Von Thomas von der Osten-Sacken
Der türkische Präsident propagiert ihn und unzählige Menschen in Europa glauben, er fände längst und ungebremst statt: der sogenannte Geburten-Jihad. Muslimische Frauen bekämen einfach mehr Kinder als nichtmuslimische, in wenigen Jahrzehnten gäbe es deshalb, so nicht massiv interveniert werde, in vielen europäischen Ländern eine muslimische Mehrheit.
Die kinderreiche muslimische Familie, wer kennt diese Bilder aus den Medien nicht, und ein Blick auf das Durchschnittsalter in arabischen Ländern scheint jedem Recht zu geben: Mit Ausnahme Tunesiens liegt das Durchschnittsalter überall in der Region irgendwo um 23, die überwältigende Mehrheit der Bevölkerung ist jünger als dreißig Jahre. Nur: Erdogans Aufrufe an seine Anhänger, doch bitte mindestens drei Kinder zu gebären, sind in Wirklichkeit Ausdruck einer gewissen Verzweiflung, denn seit Jahren gehen die Geburtenraten in der Westtürkei zurück, während sie im Osten des Landes, in den kurdischen Gebieten gleichbleibend hoch sind.
Auch im Iran leidet das Regime unter den sinkenden Geburtenraten, wie eine Statistik der Weltbank eindringlich zeigt. Bekam im Durschnitt eine iranische Frau im Jahr 1960 noch sieben Kinder, sind es heute 1,68, das heißt, offiziell ist der Iran längst dem Club der schrumpfenden Länder beigetreten.
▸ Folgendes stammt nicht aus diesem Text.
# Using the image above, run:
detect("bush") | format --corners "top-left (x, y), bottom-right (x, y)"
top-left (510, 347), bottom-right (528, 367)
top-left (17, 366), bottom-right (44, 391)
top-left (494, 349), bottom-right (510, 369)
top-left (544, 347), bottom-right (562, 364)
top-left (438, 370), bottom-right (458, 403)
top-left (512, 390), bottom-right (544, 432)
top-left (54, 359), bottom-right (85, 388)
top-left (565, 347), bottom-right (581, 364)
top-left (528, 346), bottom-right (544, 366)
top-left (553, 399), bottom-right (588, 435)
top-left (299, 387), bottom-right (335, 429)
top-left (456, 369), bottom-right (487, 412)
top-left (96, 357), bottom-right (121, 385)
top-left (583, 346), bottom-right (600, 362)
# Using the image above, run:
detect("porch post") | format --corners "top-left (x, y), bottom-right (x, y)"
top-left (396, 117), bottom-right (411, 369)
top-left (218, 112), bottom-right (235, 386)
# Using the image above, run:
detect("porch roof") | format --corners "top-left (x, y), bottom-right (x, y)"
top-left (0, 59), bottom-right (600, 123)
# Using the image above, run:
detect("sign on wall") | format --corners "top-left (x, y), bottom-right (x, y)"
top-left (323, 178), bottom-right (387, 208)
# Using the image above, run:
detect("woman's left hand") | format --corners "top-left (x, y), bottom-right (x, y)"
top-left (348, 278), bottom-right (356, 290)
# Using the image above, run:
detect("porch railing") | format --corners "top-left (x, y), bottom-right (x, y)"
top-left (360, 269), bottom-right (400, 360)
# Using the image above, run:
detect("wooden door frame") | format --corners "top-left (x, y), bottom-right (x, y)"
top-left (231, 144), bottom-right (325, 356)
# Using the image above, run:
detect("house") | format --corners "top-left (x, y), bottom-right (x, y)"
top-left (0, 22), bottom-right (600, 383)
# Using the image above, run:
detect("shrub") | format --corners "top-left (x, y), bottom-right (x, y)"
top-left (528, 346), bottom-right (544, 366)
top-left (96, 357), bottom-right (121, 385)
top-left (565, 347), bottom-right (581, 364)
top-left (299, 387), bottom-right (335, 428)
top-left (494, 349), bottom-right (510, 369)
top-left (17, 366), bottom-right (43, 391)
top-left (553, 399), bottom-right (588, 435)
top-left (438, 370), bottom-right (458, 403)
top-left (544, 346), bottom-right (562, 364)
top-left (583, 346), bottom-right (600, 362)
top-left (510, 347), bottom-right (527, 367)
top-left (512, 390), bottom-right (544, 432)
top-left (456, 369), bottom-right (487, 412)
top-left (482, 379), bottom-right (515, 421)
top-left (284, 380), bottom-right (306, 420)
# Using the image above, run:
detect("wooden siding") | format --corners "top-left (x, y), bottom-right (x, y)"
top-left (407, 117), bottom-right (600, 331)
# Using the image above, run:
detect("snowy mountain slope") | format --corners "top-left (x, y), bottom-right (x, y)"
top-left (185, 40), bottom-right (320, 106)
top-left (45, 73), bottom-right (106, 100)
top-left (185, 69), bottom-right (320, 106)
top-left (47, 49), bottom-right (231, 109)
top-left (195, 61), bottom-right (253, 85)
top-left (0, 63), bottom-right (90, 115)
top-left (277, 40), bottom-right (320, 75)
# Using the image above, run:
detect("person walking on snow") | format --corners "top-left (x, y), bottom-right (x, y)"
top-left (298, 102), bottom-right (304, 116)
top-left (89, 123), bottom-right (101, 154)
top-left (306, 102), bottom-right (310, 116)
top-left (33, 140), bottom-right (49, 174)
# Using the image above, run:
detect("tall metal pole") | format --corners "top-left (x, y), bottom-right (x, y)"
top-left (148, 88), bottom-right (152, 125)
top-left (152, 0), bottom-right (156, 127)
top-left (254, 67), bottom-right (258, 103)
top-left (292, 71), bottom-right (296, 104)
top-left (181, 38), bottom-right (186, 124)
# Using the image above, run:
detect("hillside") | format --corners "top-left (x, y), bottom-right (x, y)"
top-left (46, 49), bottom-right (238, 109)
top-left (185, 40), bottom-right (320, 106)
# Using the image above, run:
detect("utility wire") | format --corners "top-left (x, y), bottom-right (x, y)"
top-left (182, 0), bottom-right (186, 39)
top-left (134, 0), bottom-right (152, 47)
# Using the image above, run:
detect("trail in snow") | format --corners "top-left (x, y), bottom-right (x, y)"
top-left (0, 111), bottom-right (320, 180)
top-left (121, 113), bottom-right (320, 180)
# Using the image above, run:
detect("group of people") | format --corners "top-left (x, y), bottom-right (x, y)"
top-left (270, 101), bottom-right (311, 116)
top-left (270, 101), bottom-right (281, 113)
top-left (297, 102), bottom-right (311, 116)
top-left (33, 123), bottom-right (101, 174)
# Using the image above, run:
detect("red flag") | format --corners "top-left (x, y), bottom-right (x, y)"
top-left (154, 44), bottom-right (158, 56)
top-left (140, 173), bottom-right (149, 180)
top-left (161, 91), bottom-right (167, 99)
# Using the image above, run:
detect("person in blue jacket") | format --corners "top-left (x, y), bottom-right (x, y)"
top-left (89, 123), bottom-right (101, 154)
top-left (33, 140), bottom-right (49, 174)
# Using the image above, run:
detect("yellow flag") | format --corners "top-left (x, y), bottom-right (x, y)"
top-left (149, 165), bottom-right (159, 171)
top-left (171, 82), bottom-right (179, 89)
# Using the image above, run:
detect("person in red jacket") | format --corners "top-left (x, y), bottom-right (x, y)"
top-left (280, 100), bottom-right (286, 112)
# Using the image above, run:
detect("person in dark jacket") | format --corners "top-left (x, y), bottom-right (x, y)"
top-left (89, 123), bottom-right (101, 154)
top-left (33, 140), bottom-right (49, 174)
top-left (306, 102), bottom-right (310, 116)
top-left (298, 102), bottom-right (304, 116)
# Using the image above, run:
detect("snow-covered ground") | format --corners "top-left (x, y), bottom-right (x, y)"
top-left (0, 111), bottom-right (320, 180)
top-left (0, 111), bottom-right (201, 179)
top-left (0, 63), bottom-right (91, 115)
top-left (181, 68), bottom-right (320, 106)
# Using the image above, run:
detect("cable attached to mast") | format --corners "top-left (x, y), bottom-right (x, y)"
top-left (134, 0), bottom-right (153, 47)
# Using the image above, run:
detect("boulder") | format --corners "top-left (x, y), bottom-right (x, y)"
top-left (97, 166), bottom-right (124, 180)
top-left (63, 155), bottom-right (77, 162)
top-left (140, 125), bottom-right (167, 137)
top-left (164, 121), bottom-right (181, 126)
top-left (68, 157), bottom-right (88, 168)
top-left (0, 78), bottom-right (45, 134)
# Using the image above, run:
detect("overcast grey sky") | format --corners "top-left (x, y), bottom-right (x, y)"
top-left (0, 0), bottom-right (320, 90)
Sind die Westtürkei und der Iran nur Ausnahmen? Bekommen Muslime nicht trotzdem mehr Kinder als Angehörige anderer Religionen? Dieser Frage nun ging eine Studie der Forschungsgruppe Weltanschauungen in Europa nach und kam zu dem Schluss, dass diese Behauptung sich statistisch nicht belegen lässt:
„Von den … als ‚Muslimische Staaten‘ aufgelisteten 53 Ländern haben 15 eine Fertilitätsrate unter dem Weltdurchschnitt, sowie 9 von ihnen eine Fertilitätsrate an der Grenze der Bestanderhaltung oder darunter. Diese 15 Länder unterhalb des Weltdurchschnitts stellen rund 610 Mio. der 1,8 Mrd. Muslime, also ein Drittel (34 Prozent) aller Muslime. Dabei zeigen sich, stellvertretend für die 53 Länder, vier Tendenzen: erstens die bereits genannten 15 Länder unterhalb des Weltdurchschnitts, zweitens 15 Länder mit deutlich sinkenden Raten (auf unter 4), drittens 11 Länder mit langsam sinkenden Raten (unter 5) sowie viertens 12 Länder mit kaum sinkenden Raten.“
Vielmehr spielten andere Faktoren ein wichtige Rolle und – mit Ausnahme Afghanistans – befänden sich all diese Länder mit signifikant weiter steigenden Geburtenraten in Afrika, wo die Geburtenrate generell sehr hoch seien:
„Je besser die sozio-ökomische Entwicklung eines Landes ist (dazu gehört u. a. das Einkommen, der Lebensstandard, die Bildung, die Erwerbstätigkeit von Frauen, die geringe Kindersterblichkeit, u. a. m.), desto geringer sind die Geburtenziffern. Nach den Angaben der UN zu den Fertilitätsraten kann auch eine Tabelle erstellt werden, die sich auf die Anteile von Muslimen in den Staaten mit den höchsten Geburtenraten und ihren Anteilen von Muslimen, sowie die Raten der Alphabetisierung von Männern und Frauen, dem Human Development Index (HDI) bezieht. Im HDI werden drei Dimensionen erfasst: Lebenserwartung/Gesundheit, Bildung sowie Lebensstandard. Ein Gesamtwert von unter 0,550 gilt als niedrig.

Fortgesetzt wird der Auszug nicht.